Nucleotide sequence identifier (ID)
A series of digit numbers (ID) with a leading period for a symbol separator is reserved for a nucleotide identifier. Each digit in this number reflects the specific codon for each uppercase amino acid in the name. These numbers are not limited and appear in the same order as their amino acid counterparts. The identifier assignment is based on the standard codon table (Table 1). The codons for each amino acid are numbered sequentially from top to bottom and then across and down for the six codon amino acids. The three termination codons are assigned “O” and numbered 1 for Ochre (TAA), 2 for Amber (TAG), and 3 for Opal (TGA). The letter “O” is chosen because two of the three terminators start with this letter and no amino acid is associated with this letter.
TCR V region identifier
The V gene family (also referred to as group) is identified by an uppercase Roman letter followed by a specific subfamily (also referred to as subgroup) identifier. In order to sort the clonotypes based on the V gene usage we assign a fixed number of characters for the V gene subfamilies. The names of the human V gene subfamilies are as originally described by Hood and colleagues (Rowen et al. 1996). Each V gene is assigned a subfamily number (two digits) followed by S and another number to define the subfamily member. In the case of TCR AV and TCR BV genes, some subfamilies have more than one member. The members are identified by S1, S2, S3, … for human and −1, −2, −3, … for mouse. The names of the mouse V genes are based on the ImMunoGeneTics (IMGT) database (Giudicelli et al. 2005). For mouse distal V alpha genes that are repeats of the proximal ones, we omitted the “–” in the name to keep the total characters to five, similar to that for human V genes. The breakdown of the assigned characters is shown in Table 2.
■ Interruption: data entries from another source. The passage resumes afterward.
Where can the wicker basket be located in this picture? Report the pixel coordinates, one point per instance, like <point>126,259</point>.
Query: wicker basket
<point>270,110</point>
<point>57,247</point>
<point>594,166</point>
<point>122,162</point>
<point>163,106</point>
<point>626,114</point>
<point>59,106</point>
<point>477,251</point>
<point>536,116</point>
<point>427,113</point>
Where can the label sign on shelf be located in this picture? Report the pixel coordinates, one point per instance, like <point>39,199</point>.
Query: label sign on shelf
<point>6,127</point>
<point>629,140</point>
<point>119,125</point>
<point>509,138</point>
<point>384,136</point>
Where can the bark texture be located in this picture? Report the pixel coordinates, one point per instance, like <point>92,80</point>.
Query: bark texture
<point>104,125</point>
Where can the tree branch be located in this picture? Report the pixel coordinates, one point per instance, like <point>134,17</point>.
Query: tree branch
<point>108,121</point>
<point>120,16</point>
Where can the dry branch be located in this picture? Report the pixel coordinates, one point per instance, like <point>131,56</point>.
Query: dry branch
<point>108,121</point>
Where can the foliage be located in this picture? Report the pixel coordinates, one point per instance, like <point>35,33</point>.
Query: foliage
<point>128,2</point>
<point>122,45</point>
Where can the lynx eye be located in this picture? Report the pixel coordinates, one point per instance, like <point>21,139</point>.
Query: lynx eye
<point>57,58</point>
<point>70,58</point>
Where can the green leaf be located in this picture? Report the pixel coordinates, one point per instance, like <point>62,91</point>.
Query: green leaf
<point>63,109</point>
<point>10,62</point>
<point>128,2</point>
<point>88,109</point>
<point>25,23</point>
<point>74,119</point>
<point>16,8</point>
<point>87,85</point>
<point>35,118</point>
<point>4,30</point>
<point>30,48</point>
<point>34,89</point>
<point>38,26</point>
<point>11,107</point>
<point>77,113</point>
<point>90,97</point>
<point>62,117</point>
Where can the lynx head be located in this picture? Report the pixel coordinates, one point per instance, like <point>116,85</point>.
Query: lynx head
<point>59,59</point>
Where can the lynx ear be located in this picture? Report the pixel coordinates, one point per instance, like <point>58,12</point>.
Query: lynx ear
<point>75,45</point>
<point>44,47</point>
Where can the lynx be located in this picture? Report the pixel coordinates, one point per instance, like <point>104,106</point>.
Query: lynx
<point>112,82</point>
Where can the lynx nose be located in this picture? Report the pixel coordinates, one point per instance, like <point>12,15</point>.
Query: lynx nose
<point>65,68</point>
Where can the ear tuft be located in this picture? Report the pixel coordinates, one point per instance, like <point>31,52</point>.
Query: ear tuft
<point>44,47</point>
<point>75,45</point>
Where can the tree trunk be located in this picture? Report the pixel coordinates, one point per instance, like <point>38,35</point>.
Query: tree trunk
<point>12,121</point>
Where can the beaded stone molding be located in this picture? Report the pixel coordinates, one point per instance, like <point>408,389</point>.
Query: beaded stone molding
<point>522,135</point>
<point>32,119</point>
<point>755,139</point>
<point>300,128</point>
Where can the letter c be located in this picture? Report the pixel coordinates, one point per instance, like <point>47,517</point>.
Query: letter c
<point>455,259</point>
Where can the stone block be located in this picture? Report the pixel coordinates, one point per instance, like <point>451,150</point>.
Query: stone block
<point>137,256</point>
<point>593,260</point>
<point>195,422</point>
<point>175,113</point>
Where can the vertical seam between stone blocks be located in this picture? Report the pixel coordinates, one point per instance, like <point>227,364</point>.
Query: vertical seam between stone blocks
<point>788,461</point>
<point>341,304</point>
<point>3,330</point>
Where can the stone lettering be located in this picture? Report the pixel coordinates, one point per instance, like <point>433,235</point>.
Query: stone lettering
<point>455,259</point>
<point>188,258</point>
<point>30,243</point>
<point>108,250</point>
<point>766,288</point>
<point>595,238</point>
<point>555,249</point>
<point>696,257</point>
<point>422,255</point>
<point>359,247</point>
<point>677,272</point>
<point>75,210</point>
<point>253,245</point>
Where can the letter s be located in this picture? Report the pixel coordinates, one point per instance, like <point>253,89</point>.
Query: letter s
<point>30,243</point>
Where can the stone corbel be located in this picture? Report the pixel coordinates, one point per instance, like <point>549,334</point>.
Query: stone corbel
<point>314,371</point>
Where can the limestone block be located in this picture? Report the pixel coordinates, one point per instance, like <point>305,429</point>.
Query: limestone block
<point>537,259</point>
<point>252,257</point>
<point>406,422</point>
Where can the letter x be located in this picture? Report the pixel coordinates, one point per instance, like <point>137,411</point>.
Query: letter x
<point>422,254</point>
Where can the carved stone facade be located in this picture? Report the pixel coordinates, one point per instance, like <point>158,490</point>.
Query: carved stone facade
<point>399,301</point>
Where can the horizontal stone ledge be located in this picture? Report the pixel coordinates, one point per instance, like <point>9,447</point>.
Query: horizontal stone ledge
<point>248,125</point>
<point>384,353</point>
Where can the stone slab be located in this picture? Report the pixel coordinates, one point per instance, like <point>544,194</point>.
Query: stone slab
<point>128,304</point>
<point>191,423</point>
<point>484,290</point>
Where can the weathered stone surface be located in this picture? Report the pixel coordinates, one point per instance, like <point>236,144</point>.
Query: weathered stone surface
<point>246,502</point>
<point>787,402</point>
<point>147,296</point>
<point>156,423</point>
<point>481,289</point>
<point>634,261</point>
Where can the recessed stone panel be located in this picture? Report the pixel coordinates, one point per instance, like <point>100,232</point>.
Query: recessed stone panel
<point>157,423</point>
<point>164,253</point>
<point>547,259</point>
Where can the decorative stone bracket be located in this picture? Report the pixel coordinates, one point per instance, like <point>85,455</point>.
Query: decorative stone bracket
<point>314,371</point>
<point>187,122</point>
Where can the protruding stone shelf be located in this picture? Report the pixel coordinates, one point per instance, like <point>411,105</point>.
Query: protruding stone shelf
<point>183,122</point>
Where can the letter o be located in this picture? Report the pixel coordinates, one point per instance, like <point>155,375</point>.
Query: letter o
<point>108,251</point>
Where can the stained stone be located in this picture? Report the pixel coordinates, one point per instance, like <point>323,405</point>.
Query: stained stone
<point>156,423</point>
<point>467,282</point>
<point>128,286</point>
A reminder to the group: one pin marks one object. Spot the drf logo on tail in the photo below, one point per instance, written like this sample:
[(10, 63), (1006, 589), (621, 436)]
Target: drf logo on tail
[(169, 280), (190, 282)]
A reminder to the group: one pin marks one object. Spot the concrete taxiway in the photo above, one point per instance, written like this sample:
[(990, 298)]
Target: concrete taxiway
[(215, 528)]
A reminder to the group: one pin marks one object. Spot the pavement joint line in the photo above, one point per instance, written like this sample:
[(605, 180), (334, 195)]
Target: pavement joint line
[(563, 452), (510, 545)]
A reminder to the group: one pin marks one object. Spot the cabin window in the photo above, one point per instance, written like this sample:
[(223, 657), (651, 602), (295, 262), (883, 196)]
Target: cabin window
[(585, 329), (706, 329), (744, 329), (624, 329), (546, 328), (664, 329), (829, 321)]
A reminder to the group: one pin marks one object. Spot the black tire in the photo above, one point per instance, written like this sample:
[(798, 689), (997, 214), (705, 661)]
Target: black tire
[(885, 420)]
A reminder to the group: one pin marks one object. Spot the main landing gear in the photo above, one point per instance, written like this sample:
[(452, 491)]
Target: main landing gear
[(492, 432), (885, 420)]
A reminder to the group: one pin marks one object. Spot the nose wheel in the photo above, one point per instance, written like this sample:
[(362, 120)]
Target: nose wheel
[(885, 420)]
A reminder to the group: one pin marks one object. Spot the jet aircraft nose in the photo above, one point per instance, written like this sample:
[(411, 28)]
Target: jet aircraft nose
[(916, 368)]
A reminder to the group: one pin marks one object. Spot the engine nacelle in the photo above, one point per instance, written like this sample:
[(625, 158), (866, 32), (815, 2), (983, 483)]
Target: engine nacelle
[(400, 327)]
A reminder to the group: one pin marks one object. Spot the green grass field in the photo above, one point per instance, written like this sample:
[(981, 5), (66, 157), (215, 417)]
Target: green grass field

The identification of a subfamily member from a TCR sequence focused on the CDR3 depends on the specificity of the V region primer and the sequence homology of the subfamily members in the DNA segment 3′ of the V primer. If the primer is specific enough to distinguish a specific subfamily member, the clonotype name will have the specific subfamily member’s name. If the primer pairs to the region that all subfamily members have identical sequences, then the DNA sequence 3′ of the primer will determine the TCRV name. If all subfamily members have identical sequence for this region, the subfamily member’s name will be SX for human, and −X for mouse. If some family members can be defined but others cannot, the indistinguishable subfamilies are referred to using Y and Z. The possible members that comprise Y and Z should be further explained.
Some AV genes can rearrange to either alpha J genes (resulting in a TCR alpha chain) or delta J genes (resulting in a TCR delta chain). These are called ADV genes. Based on their location in the AV locus region, we simplify the nomenclature by using the alpha gene name. The J region identifier then specifies to which constant region the VA is linked. Shown in Table 3 are the human and mouse alpha/delta genes and our corresponding nomenclature. There are two genes that do not follow this rule; the human delta V1 gene which is located between the AV23 and AV24 genes only rearranges to the delta J genes and yet has not been found rearranging to alpha J genes, and mouse AV15-2/DV6-2 and AV15D-2/DV6-2 genes are similar and yet have not been found rearranging to the alpha J genes. In our naming system, the delta V name will be used for these genes; D1 for human and D6-2 for mouse.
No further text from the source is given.